[<prev] [next>] [<thread-prev] [thread-next>] [day] [month] [year] [list]
Message-ID: <007b8995-8865-40e9-ad74-33b5562d5dcf@amd.com>
Date: Sat, 21 Dec 2024 07:45:09 -0600
From: "Moger, Babu" <bmoger@....com>
To: Reinette Chatre <reinette.chatre@...el.com>,
Babu Moger <babu.moger@....com>, corbet@....net, tglx@...utronix.de,
mingo@...hat.com, bp@...en8.de, dave.hansen@...ux.intel.com,
tony.luck@...el.com, peternewman@...gle.com
Cc: fenghua.yu@...el.com, x86@...nel.org, hpa@...or.com, paulmck@...nel.org,
akpm@...ux-foundation.org, thuth@...hat.com, rostedt@...dmis.org,
xiongwei.song@...driver.com, pawan.kumar.gupta@...ux.intel.com,
daniel.sneddon@...ux.intel.com, jpoimboe@...nel.org, perry.yuan@....com,
sandipan.das@....com, kai.huang@...el.com, xiaoyao.li@...el.com,
seanjc@...gle.com, xin3.li@...el.com, andrew.cooper3@...rix.com,
ebiggers@...gle.com, mario.limonciello@....com, james.morse@....com,
tan.shaopeng@...itsu.com, linux-doc@...r.kernel.org,
linux-kernel@...r.kernel.org, maciej.wieczor-retman@...el.com,
eranian@...gle.com
Subject: Re: [PATCH v10 18/24] x86/resctrl: Auto assign/unassign counters when
mbm_cntr_assign is enabled
Hi Reinette,
On 12/19/2024 5:39 PM, Reinette Chatre wrote:
> Hi Babu,
>
> On 12/12/24 12:15 PM, Babu Moger wrote:
>> Assign/unassign counters on resctrl group creation/deletion. Two counters
>> are required per group, one for MBM total event and one for MBM local
>> event.
>>
>> There are a limited number of counters available for assignment. If these
>> counters are exhausted, the kernel will display the error message: "Out of
>> MBM assignable counters". However, it is not necessary to fail the
>> creation of a group due to assignment failures. Users have the flexibility
>> to modify the assignments at a later time.
>>
>> Signed-off-by: Babu Moger <babu.moger@....com>
>> ---
>> ---
>> arch/x86/kernel/cpu/resctrl/rdtgroup.c | 81 +++++++++++++++++++++++++-
>> 1 file changed, 79 insertions(+), 2 deletions(-)
>>
>> diff --git a/arch/x86/kernel/cpu/resctrl/rdtgroup.c b/arch/x86/kernel/cpu/resctrl/rdtgroup.c
>> index a71a8389b649..5acae525881a 100644
>> --- a/arch/x86/kernel/cpu/resctrl/rdtgroup.c
>> +++ b/arch/x86/kernel/cpu/resctrl/rdtgroup.c
>> @@ -920,6 +920,25 @@ static int rdtgroup_available_mbm_cntrs_show(struct kernfs_open_file *of,
>> return ret;
>> }
>>
>> +static void mbm_cntr_reset(struct rdt_resource *r)
>> +{
>> + struct rdt_mon_domain *dom;
>> +
>> + /*
>> + * Hardware counters will reset after switching the monitor mode.

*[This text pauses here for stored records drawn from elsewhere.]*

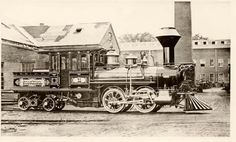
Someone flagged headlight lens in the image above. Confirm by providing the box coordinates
[71,77,87,83]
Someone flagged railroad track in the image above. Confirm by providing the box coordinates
[1,119,109,124]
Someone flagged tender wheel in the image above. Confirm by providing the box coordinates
[134,87,156,113]
[55,101,66,110]
[102,88,125,113]
[43,97,56,111]
[18,97,30,110]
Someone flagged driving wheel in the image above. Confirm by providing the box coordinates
[18,97,30,110]
[102,88,125,113]
[43,96,56,111]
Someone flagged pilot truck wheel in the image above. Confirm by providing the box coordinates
[18,96,30,110]
[102,88,125,113]
[55,101,66,110]
[43,96,56,111]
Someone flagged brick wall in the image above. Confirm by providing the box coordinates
[193,48,230,83]
[120,50,163,66]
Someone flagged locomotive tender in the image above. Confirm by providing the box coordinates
[14,27,211,113]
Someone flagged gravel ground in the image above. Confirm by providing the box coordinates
[1,88,230,137]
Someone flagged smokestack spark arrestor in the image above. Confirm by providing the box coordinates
[156,27,181,65]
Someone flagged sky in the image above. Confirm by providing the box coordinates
[0,0,231,39]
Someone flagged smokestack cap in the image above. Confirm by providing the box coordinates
[156,27,181,48]
[157,27,181,37]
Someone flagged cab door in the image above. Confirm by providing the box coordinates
[60,53,71,88]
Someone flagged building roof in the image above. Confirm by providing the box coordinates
[119,41,163,51]
[1,22,37,46]
[192,39,230,49]
[23,22,111,46]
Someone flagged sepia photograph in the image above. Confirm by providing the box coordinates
[0,0,232,139]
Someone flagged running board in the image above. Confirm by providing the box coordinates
[184,94,212,111]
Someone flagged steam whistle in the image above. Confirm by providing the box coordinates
[156,27,181,65]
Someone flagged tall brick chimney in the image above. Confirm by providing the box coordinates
[175,1,192,64]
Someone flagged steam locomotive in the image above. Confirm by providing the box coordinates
[13,27,212,113]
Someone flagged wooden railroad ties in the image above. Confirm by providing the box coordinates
[184,94,212,111]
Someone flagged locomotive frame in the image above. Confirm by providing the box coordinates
[13,28,212,113]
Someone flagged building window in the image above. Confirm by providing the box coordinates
[200,59,206,67]
[209,74,214,82]
[210,59,214,67]
[200,74,206,82]
[22,62,34,72]
[218,73,224,82]
[218,59,224,67]
[193,59,197,64]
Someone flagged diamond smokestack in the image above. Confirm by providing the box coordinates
[156,27,181,65]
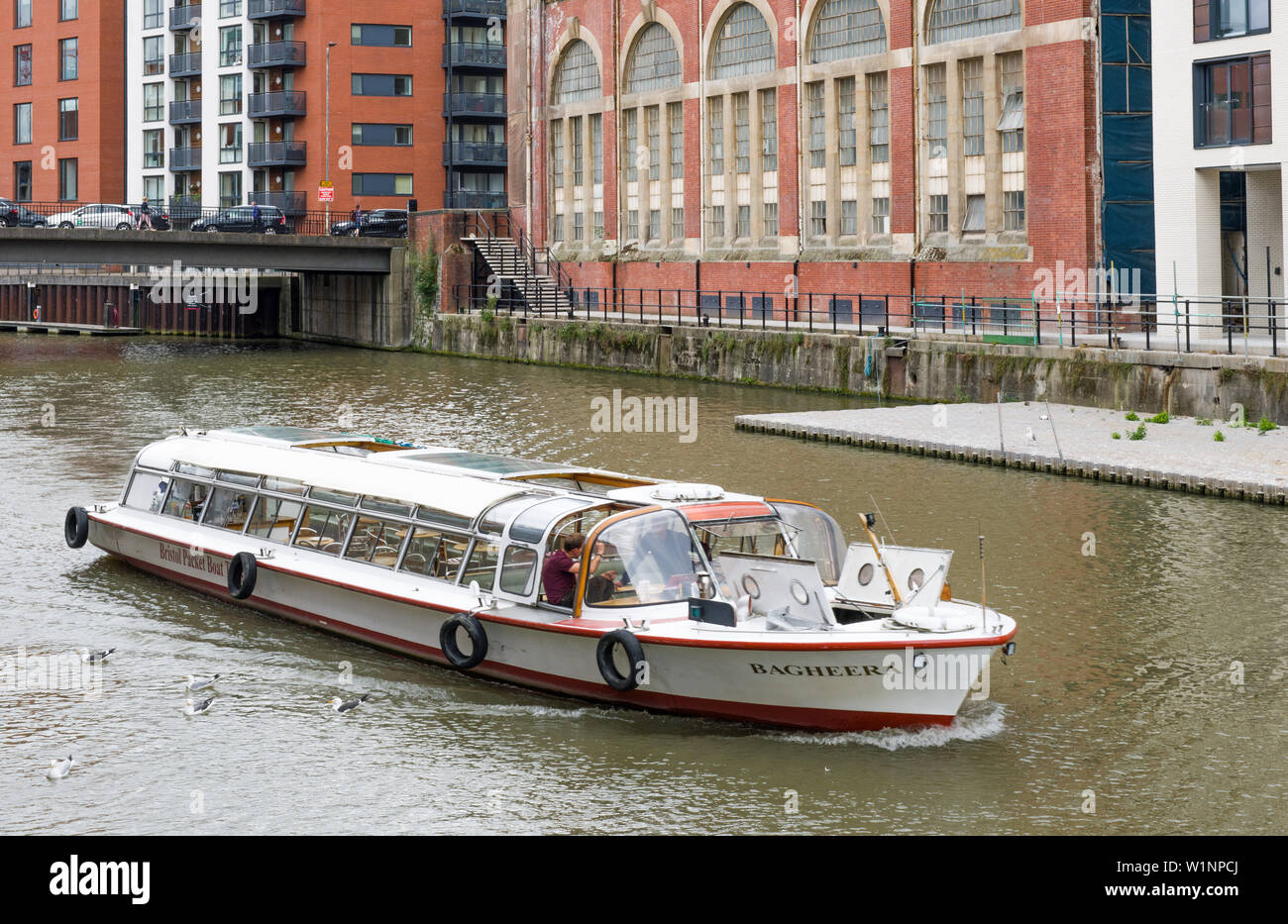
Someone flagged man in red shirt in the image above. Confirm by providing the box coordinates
[541,533,617,606]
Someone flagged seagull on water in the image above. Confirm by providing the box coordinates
[183,696,215,715]
[331,693,371,713]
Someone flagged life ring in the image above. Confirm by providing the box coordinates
[595,629,647,692]
[63,507,89,549]
[228,552,258,600]
[438,613,486,670]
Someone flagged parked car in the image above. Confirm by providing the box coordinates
[331,209,407,237]
[0,198,46,228]
[192,206,291,234]
[46,202,134,231]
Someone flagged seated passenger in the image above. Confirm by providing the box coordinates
[541,533,617,606]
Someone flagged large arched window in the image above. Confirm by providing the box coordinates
[808,0,886,64]
[550,39,600,106]
[711,3,774,80]
[626,22,680,93]
[926,0,1022,44]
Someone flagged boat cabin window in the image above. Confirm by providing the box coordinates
[202,486,255,533]
[583,510,705,606]
[344,516,408,567]
[501,546,537,597]
[161,477,210,520]
[460,539,501,590]
[400,526,471,580]
[246,497,304,542]
[295,504,353,555]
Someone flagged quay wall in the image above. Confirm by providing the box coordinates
[412,311,1288,422]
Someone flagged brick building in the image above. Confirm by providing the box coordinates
[0,0,125,202]
[509,0,1102,315]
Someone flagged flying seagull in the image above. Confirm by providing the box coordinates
[331,693,371,713]
[183,696,215,715]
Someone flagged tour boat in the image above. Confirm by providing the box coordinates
[64,427,1017,731]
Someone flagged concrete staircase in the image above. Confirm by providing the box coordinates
[461,236,571,314]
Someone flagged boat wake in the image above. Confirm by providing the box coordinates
[769,702,1006,751]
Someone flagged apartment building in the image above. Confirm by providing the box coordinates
[0,0,125,202]
[1153,0,1288,298]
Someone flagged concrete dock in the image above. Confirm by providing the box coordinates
[734,401,1288,504]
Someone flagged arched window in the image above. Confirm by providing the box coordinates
[550,39,600,106]
[711,3,774,80]
[808,0,886,64]
[626,22,680,93]
[926,0,1022,44]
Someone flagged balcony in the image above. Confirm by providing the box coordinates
[443,189,510,209]
[246,142,308,167]
[443,42,505,69]
[246,0,304,19]
[443,93,505,120]
[443,0,505,19]
[254,189,309,215]
[170,99,201,125]
[246,42,305,67]
[248,90,308,119]
[443,142,507,167]
[170,51,201,77]
[170,148,201,170]
[170,3,201,30]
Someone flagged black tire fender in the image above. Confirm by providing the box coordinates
[595,629,648,692]
[63,507,89,549]
[228,552,259,600]
[438,613,486,670]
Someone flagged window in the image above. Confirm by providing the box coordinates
[13,45,31,86]
[143,35,164,77]
[836,77,858,165]
[760,90,778,172]
[352,73,411,96]
[711,3,774,80]
[353,173,412,196]
[961,57,984,157]
[626,22,680,93]
[13,160,31,202]
[551,39,599,106]
[143,83,164,122]
[926,0,1022,45]
[219,122,242,163]
[58,96,80,142]
[666,103,684,179]
[219,170,242,209]
[13,103,31,145]
[58,157,80,202]
[219,26,241,67]
[1194,54,1271,148]
[808,0,886,64]
[805,80,827,167]
[58,37,80,80]
[219,73,241,116]
[349,23,411,48]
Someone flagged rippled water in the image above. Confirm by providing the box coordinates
[0,335,1288,834]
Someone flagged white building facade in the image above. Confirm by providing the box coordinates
[1153,0,1288,311]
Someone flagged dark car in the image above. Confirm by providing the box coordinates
[0,199,46,228]
[192,206,291,234]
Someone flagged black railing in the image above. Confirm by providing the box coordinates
[246,90,308,119]
[246,42,306,67]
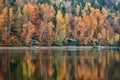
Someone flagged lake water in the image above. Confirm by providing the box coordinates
[0,49,120,80]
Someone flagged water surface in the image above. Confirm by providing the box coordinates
[0,49,120,80]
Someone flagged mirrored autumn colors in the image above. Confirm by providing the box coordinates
[0,0,120,46]
[0,49,120,80]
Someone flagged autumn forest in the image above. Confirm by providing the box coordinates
[0,0,120,46]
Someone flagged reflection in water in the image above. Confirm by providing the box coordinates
[0,50,120,80]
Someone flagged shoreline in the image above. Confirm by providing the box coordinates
[0,46,120,50]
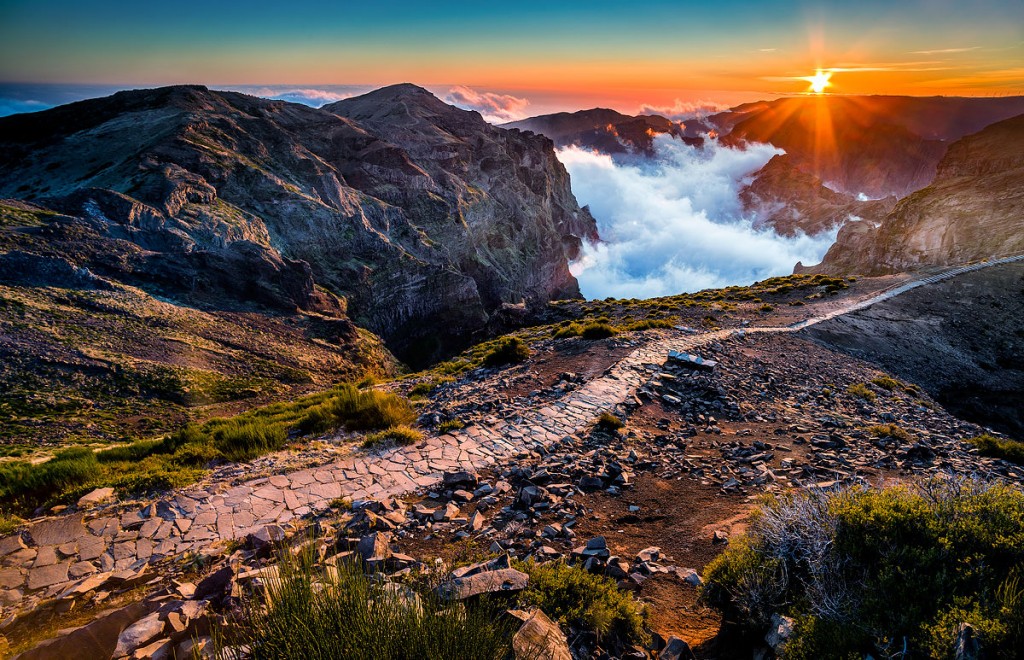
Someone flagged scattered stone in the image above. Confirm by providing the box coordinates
[78,488,114,509]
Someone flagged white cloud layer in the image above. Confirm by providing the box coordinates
[247,87,354,107]
[444,85,529,124]
[558,135,836,298]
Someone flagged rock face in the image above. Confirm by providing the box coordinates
[709,96,1024,199]
[0,85,596,361]
[798,115,1024,274]
[504,107,703,156]
[739,155,896,236]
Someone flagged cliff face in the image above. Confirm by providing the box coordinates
[0,85,596,361]
[739,155,896,236]
[810,115,1024,274]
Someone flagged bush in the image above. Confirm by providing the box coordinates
[846,383,879,403]
[968,433,1024,466]
[483,337,529,366]
[213,421,288,460]
[362,427,423,448]
[597,412,626,431]
[580,321,618,340]
[871,376,902,392]
[216,563,518,660]
[867,424,911,442]
[516,561,647,644]
[701,478,1024,658]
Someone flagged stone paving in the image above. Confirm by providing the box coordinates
[0,253,1020,618]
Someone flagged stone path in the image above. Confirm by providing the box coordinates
[0,256,1024,615]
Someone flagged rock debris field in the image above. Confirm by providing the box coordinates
[0,258,1024,654]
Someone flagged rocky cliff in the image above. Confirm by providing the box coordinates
[0,85,596,362]
[709,95,1024,199]
[798,115,1024,274]
[739,155,896,236]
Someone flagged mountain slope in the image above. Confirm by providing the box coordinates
[0,85,596,361]
[798,115,1024,274]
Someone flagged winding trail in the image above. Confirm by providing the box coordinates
[0,255,1024,614]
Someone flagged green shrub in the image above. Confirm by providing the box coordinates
[483,337,529,366]
[867,424,911,442]
[871,376,901,392]
[516,561,648,644]
[597,411,626,431]
[968,433,1024,466]
[216,563,518,660]
[626,318,675,332]
[362,427,423,448]
[213,420,288,460]
[846,383,879,403]
[701,478,1024,658]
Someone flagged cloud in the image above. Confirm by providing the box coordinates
[0,98,53,117]
[639,98,729,122]
[444,85,529,124]
[558,135,836,298]
[909,46,981,55]
[246,87,354,107]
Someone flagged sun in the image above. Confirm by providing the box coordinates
[801,69,831,94]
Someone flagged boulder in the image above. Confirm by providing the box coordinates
[657,637,693,660]
[78,488,115,509]
[114,612,164,658]
[437,568,529,601]
[765,613,793,656]
[18,603,149,660]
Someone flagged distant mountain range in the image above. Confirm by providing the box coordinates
[507,96,1024,273]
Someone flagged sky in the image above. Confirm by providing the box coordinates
[0,0,1024,117]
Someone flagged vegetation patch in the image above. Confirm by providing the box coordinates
[483,337,529,366]
[701,478,1024,659]
[515,561,648,644]
[217,562,518,660]
[0,384,418,511]
[362,427,423,449]
[846,383,879,403]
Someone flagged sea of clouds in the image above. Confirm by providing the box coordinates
[558,135,836,298]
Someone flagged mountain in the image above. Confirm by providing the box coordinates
[504,107,703,156]
[709,95,1024,199]
[0,85,596,363]
[739,155,896,236]
[798,115,1024,274]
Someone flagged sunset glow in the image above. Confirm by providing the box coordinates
[0,0,1024,116]
[804,69,831,94]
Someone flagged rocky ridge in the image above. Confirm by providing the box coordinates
[0,85,596,360]
[797,115,1024,274]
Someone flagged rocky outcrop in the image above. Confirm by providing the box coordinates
[0,85,596,362]
[739,155,896,236]
[709,96,1024,199]
[504,107,703,156]
[798,115,1024,274]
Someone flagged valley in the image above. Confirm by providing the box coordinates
[0,84,1024,660]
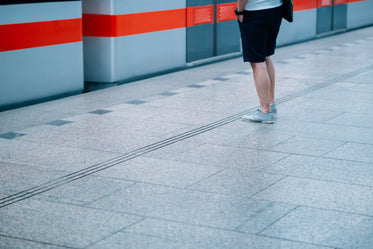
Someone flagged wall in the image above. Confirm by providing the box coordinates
[0,0,84,110]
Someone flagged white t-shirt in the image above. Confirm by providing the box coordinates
[245,0,282,10]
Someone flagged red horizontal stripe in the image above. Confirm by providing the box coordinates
[83,0,367,37]
[0,18,82,52]
[216,3,237,22]
[83,9,186,37]
[346,0,369,3]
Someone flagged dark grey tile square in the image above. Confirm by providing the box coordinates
[126,100,147,105]
[0,132,26,139]
[47,120,72,126]
[0,200,142,248]
[89,110,111,115]
[261,207,373,249]
[188,84,206,88]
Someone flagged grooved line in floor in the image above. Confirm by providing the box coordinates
[0,65,373,208]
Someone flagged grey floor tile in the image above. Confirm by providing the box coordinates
[237,202,297,234]
[0,200,142,248]
[188,169,284,197]
[254,177,373,216]
[226,126,293,150]
[16,115,195,153]
[0,235,66,249]
[87,232,198,249]
[296,98,373,114]
[272,136,344,156]
[325,142,373,163]
[273,119,373,143]
[144,144,287,170]
[125,218,325,249]
[144,108,231,126]
[144,94,245,115]
[261,207,373,249]
[0,132,26,139]
[94,157,221,187]
[328,113,373,128]
[0,162,67,194]
[0,140,118,171]
[263,155,373,186]
[89,184,278,229]
[35,176,134,205]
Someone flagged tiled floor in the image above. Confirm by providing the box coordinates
[0,27,373,249]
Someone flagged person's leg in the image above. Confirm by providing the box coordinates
[250,62,271,113]
[266,56,276,105]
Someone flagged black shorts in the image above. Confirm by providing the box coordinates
[238,7,282,62]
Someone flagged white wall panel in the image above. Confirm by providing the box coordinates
[0,1,82,25]
[277,9,317,45]
[115,29,186,81]
[0,42,83,106]
[347,1,373,29]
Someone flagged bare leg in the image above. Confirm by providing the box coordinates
[250,62,274,113]
[266,56,276,104]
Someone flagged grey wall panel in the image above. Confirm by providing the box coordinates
[82,0,186,15]
[316,6,333,34]
[186,24,214,62]
[277,9,316,45]
[216,20,241,55]
[0,1,82,25]
[186,0,214,7]
[112,0,186,15]
[0,42,83,106]
[83,36,116,83]
[347,1,373,29]
[82,0,116,15]
[114,29,186,81]
[333,4,347,30]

>> + * Reset the architectural state so that reading of hardware
>> + * counter is not considered as an overflow in the next update.
>> + * Also reset the domain counter bitmap.
>> + */
>> + if (is_mbm_enabled() && r->mon.mbm_cntr_assignable) {
>> + list_for_each_entry(dom, &r->mon_domains, hdr.list) {
>> + memset(dom->cntr_cfg, 0,
>> + sizeof(*dom->cntr_cfg) * r->mon.num_mbm_cntrs);
>> + resctrl_arch_reset_rmid_all(r, dom);
>
> This looks to be missing reset of resctrl monitor state (from get_mbm_state()).
Yes. Will do.
>
> ...
>
>> static int rdt_get_tree(struct fs_context *fc)
>> {
>> struct rdt_fs_context *ctx = rdt_fc2context(fc);
>> @@ -3023,6 +3082,8 @@ static int rdt_get_tree(struct fs_context *fc)
>> if (ret < 0)
>> goto out_info;
>>
>> + rdtgroup_assign_cntrs(&rdtgroup_default);
>> +
>> ret = mkdir_mondata_all(rdtgroup_default.kn,
>> &rdtgroup_default, &kn_mondata);
>> if (ret < 0)
>
> If this mkdir_mondata_all() fails it calls "goto out_mongrp" ...
Sure.
>
>> @@ -3058,8 +3119,10 @@ static int rdt_get_tree(struct fs_context *fc)
>> out_psl:
>> rdt_pseudo_lock_release();
>> out_mondata:
>> - if (resctrl_arch_mon_capable())
>> + if (resctrl_arch_mon_capable()) {
>> kernfs_remove(kn_mondata);
>> + rdtgroup_unassign_cntrs(&rdtgroup_default);
>> + }
>> out_mongrp:
>> if (resctrl_arch_mon_capable())
>> kernfs_remove(kn_mongrp);
>
> Looks like this will miss counter cleanup on failure of mkdir_mondata_all().
Sure.
>
>> @@ -3238,6 +3301,7 @@ static void free_all_child_rdtgrp(struct rdtgroup *rdtgrp)
>>
>> head = &rdtgrp->mon.crdtgrp_list;
>> list_for_each_entry_safe(sentry, stmp, head, mon.crdtgrp_list) {
>> + rdtgroup_unassign_cntrs(sentry);
>> free_rmid(sentry->closid, sentry->mon.rmid);
>> list_del(&sentry->mon.crdtgrp_list);
>>
>> @@ -3278,6 +3342,8 @@ static void rmdir_all_sub(void)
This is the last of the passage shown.